Clinton accused of being ‘war criminal’ by protesters while being installed as university chancellor

Former Secretary of State Hillary Clinton was in Northern Ireland Friday for a ceremony in which she was installed as the new chancellor of the Queen’s University in Belfast.

While that ceremony may have gone smoothly, the reception Clinton received from a group of protesters outside the event was less than welcoming, as she was repeatedly accused of being a “war criminal” and was instructed to “go f*** yourself,” the Daily Caller reported.

“War criminal!”

Video of the incident has spread on social media and features Clinton decked out in a ceremonial black robe approaching the steps to enter the building while surrounded by her security detail and followed by a young child carrying the lengthy train of Clinton’s outfit.

As she walked toward the building there was an initial mixture of cheers and boos that were ultimately drowned out by shouts from the protesters, particularly one woman who repeatedly shouted “war criminal” at the former secretary of state.

Other protesters shouted “shame,” directed at both Clinton as well as the university, while still others shouted various expletives, including the aforementioned reference to self-fornication.

The BBC reported on the honorary event and shared some of what Clinton had said in accepting the chancellorship of Queen’s University in Belfast, an honor that was initially extended to her in 2020 but had been delayed until now due to the COVID-19 pandemic.
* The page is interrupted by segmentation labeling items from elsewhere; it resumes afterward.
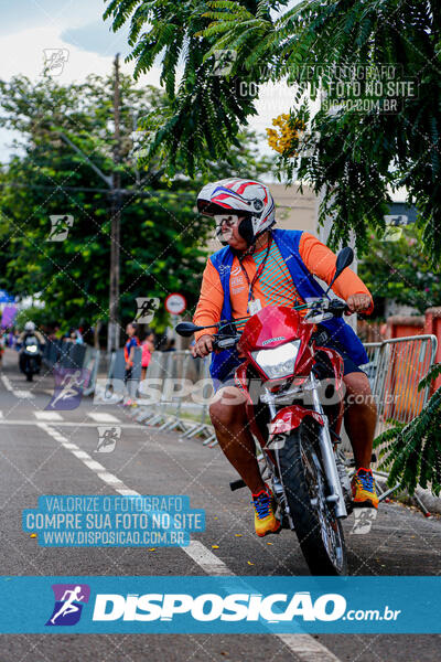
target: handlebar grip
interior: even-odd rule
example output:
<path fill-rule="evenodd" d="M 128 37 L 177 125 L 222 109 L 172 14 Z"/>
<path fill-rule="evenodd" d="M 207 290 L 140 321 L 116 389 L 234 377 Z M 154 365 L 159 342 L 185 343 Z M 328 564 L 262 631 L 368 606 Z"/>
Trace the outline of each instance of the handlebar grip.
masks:
<path fill-rule="evenodd" d="M 330 311 L 333 312 L 335 317 L 343 317 L 343 313 L 347 310 L 349 310 L 347 303 L 338 301 L 338 299 L 333 299 L 330 303 Z"/>

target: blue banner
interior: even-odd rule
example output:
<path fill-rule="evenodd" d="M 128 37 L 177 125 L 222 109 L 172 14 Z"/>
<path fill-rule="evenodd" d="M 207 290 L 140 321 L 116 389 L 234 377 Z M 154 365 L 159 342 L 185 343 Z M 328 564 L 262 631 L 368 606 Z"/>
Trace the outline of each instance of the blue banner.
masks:
<path fill-rule="evenodd" d="M 22 526 L 43 547 L 185 547 L 205 531 L 205 512 L 189 496 L 43 495 Z"/>
<path fill-rule="evenodd" d="M 2 633 L 441 633 L 441 577 L 0 577 Z"/>

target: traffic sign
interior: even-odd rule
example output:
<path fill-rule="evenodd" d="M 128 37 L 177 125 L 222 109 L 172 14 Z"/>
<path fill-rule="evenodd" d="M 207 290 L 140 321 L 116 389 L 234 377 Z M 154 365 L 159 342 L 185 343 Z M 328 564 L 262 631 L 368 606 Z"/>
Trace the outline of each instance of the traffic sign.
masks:
<path fill-rule="evenodd" d="M 181 314 L 184 312 L 186 308 L 186 300 L 183 295 L 178 292 L 173 292 L 169 295 L 165 299 L 165 310 L 170 312 L 170 314 Z"/>

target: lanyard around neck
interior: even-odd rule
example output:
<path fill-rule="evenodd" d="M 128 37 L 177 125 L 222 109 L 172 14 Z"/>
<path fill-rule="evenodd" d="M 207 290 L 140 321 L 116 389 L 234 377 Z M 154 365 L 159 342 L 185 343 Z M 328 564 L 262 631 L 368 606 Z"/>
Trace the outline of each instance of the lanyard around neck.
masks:
<path fill-rule="evenodd" d="M 256 281 L 257 281 L 257 279 L 258 279 L 258 278 L 260 278 L 260 276 L 261 276 L 261 274 L 262 274 L 262 271 L 263 271 L 263 269 L 265 269 L 265 264 L 266 264 L 266 261 L 267 261 L 267 257 L 268 257 L 268 255 L 269 255 L 269 250 L 270 250 L 270 248 L 271 248 L 271 242 L 272 242 L 272 235 L 269 235 L 269 237 L 268 237 L 268 246 L 267 246 L 267 252 L 266 252 L 266 254 L 265 254 L 265 257 L 263 257 L 262 261 L 261 261 L 261 263 L 260 263 L 260 265 L 259 265 L 259 268 L 257 269 L 256 274 L 254 275 L 254 278 L 252 278 L 252 280 L 251 280 L 251 281 L 249 280 L 249 276 L 248 276 L 248 274 L 247 274 L 247 270 L 246 270 L 246 268 L 244 267 L 244 265 L 241 264 L 241 259 L 240 259 L 240 257 L 239 257 L 239 265 L 240 265 L 240 268 L 241 268 L 241 270 L 244 271 L 245 278 L 247 279 L 247 282 L 248 282 L 248 302 L 251 300 L 251 297 L 252 297 L 252 288 L 254 288 L 254 286 L 255 286 Z M 244 256 L 244 257 L 246 257 L 246 256 Z"/>

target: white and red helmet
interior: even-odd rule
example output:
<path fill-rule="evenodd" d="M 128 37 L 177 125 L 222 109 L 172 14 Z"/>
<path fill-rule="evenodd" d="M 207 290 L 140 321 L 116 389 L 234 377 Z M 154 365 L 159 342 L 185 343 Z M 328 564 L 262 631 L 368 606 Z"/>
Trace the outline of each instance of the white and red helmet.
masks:
<path fill-rule="evenodd" d="M 248 245 L 276 223 L 272 195 L 255 180 L 229 178 L 206 184 L 197 195 L 197 211 L 206 216 L 225 212 L 245 216 L 239 233 Z"/>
The British media outlet made minimal mention of the protesters who greeted Clinton, save for the assertion that the shouting crowd had simply been protesting the foreign policies of the United States.

Why was she targeted?

To be sure, it is unclear from that brief video clip exactly what Clinton was being accused of being a “war criminal” for, but the Daily Caller offered up a few potential reasons for why the protesters would choose to use that particular phrase.

First, as a U.S. senator from New York, there was Clinton’s vote to authorize the Iraq War — which she then backtracked on once political winds shifted — and support for the Afghanistan War.

Most likely, the chants had to do with her tenure as secretary of state from 2009-2013, during which she strongly advocated for the deadly surge of troops and drone strikes in Afghanistan, the unauthorized bombing campaign that toppled Libya’s government, and a failed push to invade Syria to topple its besieged government.

Regardless of whether it was any of those or other reasons, it was nonetheless clear that the protesters were none too pleased to see Clinton being honored by the Belfast university.